LAS GUASIMAS, Cuba (AFP)–Idalmis Garcia is on the cutting edge of Cuba’s bid to boost food production and proudly shows off the small plot of land President Raul Castro’s government put her to work on. Now she wants more.

“I asked for as big a piece of land as they could give me, but they gave me 0.95 hectares (two acres), which is not too much, so I applied for more and I’ve been waiting months for an answer,” Garcia, 39, said, standing amid the goats and sheep she tends on her spread at a former military base just south of Havana.

She is one of 78,113 Cubans who have jumped at the chance to cash in on a law that took effect in September 2008 to try to boost homegrown farm output.

More than 60% of cash-strapped Cuba’s arable land, which totals 1.6 million hectares lies fallow, in a country roughly the size of Portugal, or the U.S. state of Virginia.

And the Americas’ only one-party communist regime spends about $2.8 billion a year importing food for its population of more than 11 million and well over a million tourists.

Adding insult to injury, three major hurricanes ravaged Cuba last year leaving $10 billion in damage and seriously harming many crops and farm animals.

While a great deal of abandoned farmland in Cuba is covered with dense tropical scrub brush, Garcia and her family have been making the best of their New Deal.

Farmers work the land but don’t own it outright. The Garcia family have turned a former military barracks on an ex-base into a small home surrounded by corrals.

Official media say the government has handed out 689,697 hectares – 41% of the total Havana plans to distribute, and that 25% is already being farmed.

Garcia’s lot, however, isn’t as easy as many of the 100,000 private farmers whose productivity is higher and who don’t have such tough brush to contend with.

Many of them have family plots that were small enough that they weren’t confiscated by the government after the 1959 revolution.

All of them have their eye on producing for themselves – and bringing any surplus to market in crowded Havana and other cities.

So land which lies a manageable driving distance from Havana is very much in demand, and a cornerstone of Garcia’s strategy.

She says she would like to have had more government help and advice, but most of all wants a green light to buy five cows to produce milk, and to start raising pigs and rabbits.

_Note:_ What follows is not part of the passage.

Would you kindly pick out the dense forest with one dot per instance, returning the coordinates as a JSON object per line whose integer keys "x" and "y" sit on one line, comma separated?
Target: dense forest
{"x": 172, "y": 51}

Just down the road from Garcia, Orlando Venegas, a mechanical engineer who took up farming three years ago, has been waiting seven months for an additional plot he requested to expand his operation.

And he is dismayed that the cooperative he sold his tomato crop to left him in the lurch, never paying him the $600 it owes him.

“That makes a lot of problems for me; I have workers I have to pay, and they don’t care what the reason for the problem is,” Venegas said.

Failure to deliver payments is a chronic problem, the government acknowledges.

And new farmers, in state media in March, aired passionate complaints about the lack of equipment and seeds.

They even have a hard time getting proper clothing and work boots – most of those items are only available in stores that sell goods in hard currency. Cubans earn an average of under $20 a month.

Despite the challenges on the new rural economic frontier, many Cubans are ready to take a chance and are waiting for their land.

Rafael Echevarria, 50, lives with his extended family in a tiny shack, hoping that he’ll get his land, “even if it is just a little bit.”